Tex - Rudy - RBD - all great POINTS !!!!!!! - if you go to a dog park - last place you want your pup drinking is a community water bowl - if someone told me 50yrs ago they would V selling water in plastic bottles !!!!!!!! I would Say r u nuts !!!!!!!! lol


----------



## gunnr (Aug 14, 2009)

I use to give the dogs Pedialyte, in addition to water to recover during hunting season, and MTN Bike riding with them. We're talking hours of running here though. Mostly though I just make sure they always have access to water.

Gatorade is garbage. As a former cyclist I can tell you that gatorade, and most sports type drinks are junk. Nothing more than food coloring, HFCS, and some salt.

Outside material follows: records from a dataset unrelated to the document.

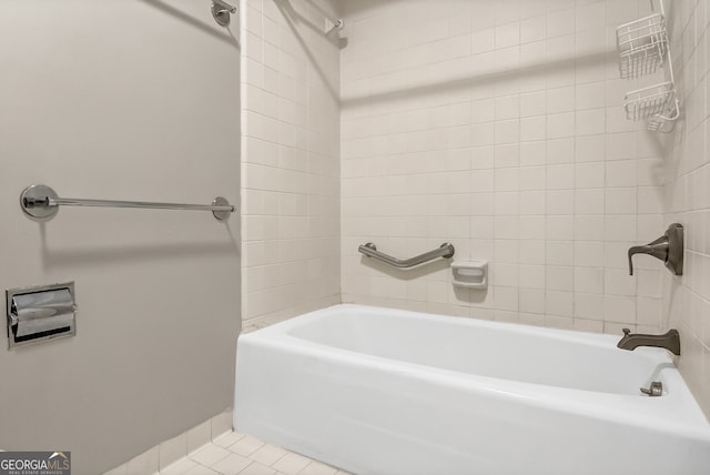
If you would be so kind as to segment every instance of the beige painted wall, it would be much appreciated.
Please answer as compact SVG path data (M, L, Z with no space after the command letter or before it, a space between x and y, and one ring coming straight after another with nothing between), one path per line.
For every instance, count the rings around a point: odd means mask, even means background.
M207 1L0 2L0 289L75 281L78 335L0 346L0 447L97 474L229 407L239 216L63 208L20 191L239 204L240 51ZM4 333L4 331L2 332Z

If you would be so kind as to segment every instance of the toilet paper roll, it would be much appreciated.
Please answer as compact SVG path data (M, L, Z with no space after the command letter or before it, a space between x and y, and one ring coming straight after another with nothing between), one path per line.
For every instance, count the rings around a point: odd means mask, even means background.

As an aside: We naturally know that the dogs need more water when it's hot and sticky outside, but they need it just as much when it's cold.


----------



## R E McCraith (Nov 24, 2011)

Gun - good POINT - in the winter I carry PIKE's water inside my coat - I never give cold water 2 pups that are hunting or just working out - at home PIKE likes a few icecubes in his water 2 play with


----------



## Darcy1311 (May 27, 2012)

I bought this for Darcy last year, she only likes drinking from running water...weird dog.  she also drinks from the running tap in the bathroom..


----------



## gunnr (Aug 14, 2009)

R said:


> Gun - good POINT - in the winter I carry PIKE's water inside my coat - I never give cold water 2 pups that are hunting or just working out - at home PIKE likes a few icecubes in his water 2 play with


 Glad to know that Gunnr isn't unique with the ice cube fixation. She loves them in the water bowl. 
Yeah, winter, for those of us in the northern climates, can be just a problematic as summer for our dogs. I carry a lot of water with me when we go out, no matter what time of year.


----------